Schwache Antwort: "Sieht ok aus, wenn sie die Naming-Convention befolgen." Starke Antwort: "Nein. Eine Policy, die einer Verzeichnis-Convention vertraut, ist ein wartender Failure. Nutze das S3-Block-Public-Access-Setting auf Account-Ebene und nutze Object-Tagging oder Bucket-Partitioning mit separaten Credentials, wenn du wirklich Public Objects brauchst. So leakt es nicht, selbst wenn jemand auf den falschen Prefix uploaded."

Wie das im Hiring nutzen

Eine starke Bewertung gibt Kandidatinnen 3-4 Szenarien wie diese, typisch über 90 Minuten verteilt (Take-Home oder proctored). Lass sie ihr Reasoning in Text oder per kurzem Video erklären. Bewerte:

  • Threat-Model-Klarheit: Fragen sie, was wichtig ist?
  • Trade-off-Reasoning: Können sie erklären, was sie wählen und warum?
  • Operative Realismus: Schlagen sie Sachen vor, die tatsächlich funktionieren, oder theoretische Ideale?
  • Demut: Erkennen sie Unsicherheit und Edge-Cases an?

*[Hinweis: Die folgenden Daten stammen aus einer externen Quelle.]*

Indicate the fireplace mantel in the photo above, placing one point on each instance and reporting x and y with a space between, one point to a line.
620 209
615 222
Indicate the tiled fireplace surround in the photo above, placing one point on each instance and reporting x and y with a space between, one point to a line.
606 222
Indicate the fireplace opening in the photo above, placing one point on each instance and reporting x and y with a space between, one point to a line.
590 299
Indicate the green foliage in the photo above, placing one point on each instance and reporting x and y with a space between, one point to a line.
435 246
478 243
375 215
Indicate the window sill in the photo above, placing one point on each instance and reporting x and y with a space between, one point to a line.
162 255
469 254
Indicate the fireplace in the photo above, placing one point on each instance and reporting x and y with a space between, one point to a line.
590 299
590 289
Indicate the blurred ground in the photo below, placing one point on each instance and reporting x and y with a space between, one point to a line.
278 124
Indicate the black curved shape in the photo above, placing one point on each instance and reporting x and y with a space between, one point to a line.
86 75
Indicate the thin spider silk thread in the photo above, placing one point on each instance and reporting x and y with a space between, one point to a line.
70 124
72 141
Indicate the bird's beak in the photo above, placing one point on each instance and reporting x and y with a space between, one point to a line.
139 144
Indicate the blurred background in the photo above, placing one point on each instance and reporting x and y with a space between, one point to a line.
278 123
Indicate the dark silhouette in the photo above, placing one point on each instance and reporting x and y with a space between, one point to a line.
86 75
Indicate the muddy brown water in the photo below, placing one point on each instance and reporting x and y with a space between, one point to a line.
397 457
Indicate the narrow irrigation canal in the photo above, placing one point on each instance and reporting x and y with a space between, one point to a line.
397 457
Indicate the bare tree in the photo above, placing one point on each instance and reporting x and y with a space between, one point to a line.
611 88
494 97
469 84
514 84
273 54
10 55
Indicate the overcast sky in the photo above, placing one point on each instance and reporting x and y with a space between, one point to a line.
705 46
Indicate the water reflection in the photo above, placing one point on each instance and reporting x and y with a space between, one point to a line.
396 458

Paare dies mit einem Walk-Through-Interview, um das Reasoning zu verifizieren. Die Bewertung ist nicht über die Antwort — sie ist über den Denkprozess.

Der ROI von szenariobasierten Fragen

Wenn du für Security hirest, ist szenariobasierte Bewertung nicht verhandelbar. Sie filtert Kandidatinnen heraus, die Zertifizierungen memoriert, aber kein Urteil gebaut haben. Sie zeigt Kandidatinnen, die systematisch über Trade-offs denken. Und gibt deinem Team Chance zu sehen, wie sie mehrdeutige High-Stakes-Entscheidungen im echten Leben handhaben.

Die Alternative — Trivia-basierte Tests und PowerPoint-Interviews — korreliert nicht mit echtem Security-Urteil. Spar dir Memorisierungs-Checks für Grundlagen. Bewerte Urteil mit Szenarien.